A Blueprint for Shared Living and Learning
Cohort 1 laid the foundation, testing the waters of assisted living through arts practices, shared meals, and community rhythms. Cohort 2 deepened this work. With two structured learning sessions a day, integrated vocational tasks, and field immersions in public spaces and government schools, we saw a transformative shift in stamina, leadership, and social reciprocity.
The participants didn’t just learn they led. They didn’t just show up they shaped the space. From co-facilitating with children in government schools to navigating unfamiliar spaces like the Bhakti dance-theatre performance at Chowdiah Memorial Hall, they adapted with grace, pride, and collective strength. These moments, impossible to stage or predict, reflected a simple truth that training in assisted living is a skill for neurodiverse adults, for families, and for the communities that surround them.
Just as one trains in music or math, assisted living with its nuanced emotional, social, and daily demands needs time, structure, and compassionate instruction. This journey is not one-sided. Families, facilitators, and society at large must learn, unlearn, and walk this path together.

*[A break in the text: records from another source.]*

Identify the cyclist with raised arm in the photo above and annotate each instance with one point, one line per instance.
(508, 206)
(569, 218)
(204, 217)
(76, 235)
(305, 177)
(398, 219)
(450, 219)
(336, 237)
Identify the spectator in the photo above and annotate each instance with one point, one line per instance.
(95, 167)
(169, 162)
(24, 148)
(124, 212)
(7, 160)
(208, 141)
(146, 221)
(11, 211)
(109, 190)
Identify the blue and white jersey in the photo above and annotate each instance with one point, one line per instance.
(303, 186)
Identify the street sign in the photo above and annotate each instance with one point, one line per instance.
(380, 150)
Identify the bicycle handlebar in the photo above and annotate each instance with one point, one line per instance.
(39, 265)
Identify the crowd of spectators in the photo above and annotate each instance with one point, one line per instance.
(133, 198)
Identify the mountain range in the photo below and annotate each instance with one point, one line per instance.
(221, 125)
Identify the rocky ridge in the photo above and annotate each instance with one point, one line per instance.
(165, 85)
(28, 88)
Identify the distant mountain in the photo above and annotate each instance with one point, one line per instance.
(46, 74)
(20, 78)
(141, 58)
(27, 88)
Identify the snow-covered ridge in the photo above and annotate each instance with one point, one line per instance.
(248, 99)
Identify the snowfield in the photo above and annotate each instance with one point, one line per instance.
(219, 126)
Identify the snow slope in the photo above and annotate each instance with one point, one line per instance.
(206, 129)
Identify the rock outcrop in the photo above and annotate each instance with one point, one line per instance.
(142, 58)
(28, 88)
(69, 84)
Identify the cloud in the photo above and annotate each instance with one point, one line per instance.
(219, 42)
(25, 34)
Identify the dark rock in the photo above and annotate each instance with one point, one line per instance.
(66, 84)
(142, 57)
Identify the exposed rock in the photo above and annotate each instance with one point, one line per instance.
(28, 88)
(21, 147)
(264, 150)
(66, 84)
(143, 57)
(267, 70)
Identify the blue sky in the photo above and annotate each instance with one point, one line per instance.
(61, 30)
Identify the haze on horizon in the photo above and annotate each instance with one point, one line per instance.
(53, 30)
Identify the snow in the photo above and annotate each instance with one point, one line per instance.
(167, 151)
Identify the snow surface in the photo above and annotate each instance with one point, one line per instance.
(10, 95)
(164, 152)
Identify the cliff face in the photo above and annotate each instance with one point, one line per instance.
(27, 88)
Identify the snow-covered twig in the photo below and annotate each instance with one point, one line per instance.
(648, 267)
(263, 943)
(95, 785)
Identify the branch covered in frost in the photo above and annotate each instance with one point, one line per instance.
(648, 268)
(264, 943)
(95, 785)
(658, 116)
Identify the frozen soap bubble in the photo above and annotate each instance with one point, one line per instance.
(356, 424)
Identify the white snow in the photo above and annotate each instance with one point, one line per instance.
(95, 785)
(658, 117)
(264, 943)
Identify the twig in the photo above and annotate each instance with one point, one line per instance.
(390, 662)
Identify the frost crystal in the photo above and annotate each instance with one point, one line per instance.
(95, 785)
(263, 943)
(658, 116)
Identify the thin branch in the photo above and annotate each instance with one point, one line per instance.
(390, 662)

It Takes a Village and More
What we have seen again and again is that inclusion is not a solitary act it is a collective commitment. Whether it was a classroom full of children embracing their older neurodiverse peers, or a packed auditorium where not a single participant stood up or left mid-show, these moments showed us what’s possible when the world meets difference with dignity and warmth.
Uhuru was never just about preparing the participant. It was about preparing the world around them. Because for one of us to succeed, all of us need to. This has become more than a belief it’s our practice. It’s the tenet that has shaped every day of this work.



Uhuru 2.0 – Opening the Doors Wider
Together, the two Uhuru cohorts have served as a crucible for a larger pilot. They offer tangible evidence and learning to now envision a new possibility: monthly, week-long residential modules that welcome more families and neurodiverse individuals seeking community-based assisted living training. These short-term, high-impact immersions are steppingstones toward supported autonomy. The scaffolded curriculum, grounded in rhythm, arts-based practices, and shared living, becomes a reliable container for not just functional growth, but the deeper work of identity, joy, and connection.



It’s our way of saying: Care needs Care too.
Starting July 2025, we will be offering monthly 7-day residential immersions at our Nelamangala campus thoughtfully designed for neurodiverse individuals and their families. Each cycle will blend arts-based practices (movement, rhythm, theatre, visual arts), social immersion through field trips and school visits, independent living skills like cooking, cleaning, and self-care, and community engagement through shared routines and tasks. But this isn’t just a space for participants, it’s also a space for caregivers. We envision Uhuru as a place where families can breathe, where parents can rest and rejuvenate, trusting that their children are safe, seen, and thriving.
We hope that through scheduled cohorts, ongoing outreach, and collaboration with organisations in diverse locations, we can co-create a sustainable, inclusive model. Every new partnership, every new family that joins, brings us closer to the dream.
An Invitation
Uhuru is no longer just an idea. It is a path. One shaped by all of us those who joined, supported, and believed. And now, it is open to others.
To families asking what after me, we say — walk with us.
To organisations exploring community-based living, we say — partner with us.
To practitioners and artists who believe in rhythm, relationship, and radical inclusion — come, co-create with us.
Uhuru is here. Rooted in rhythm. Held in care. And reaching outward because the journey of assisted living belongs to all of us.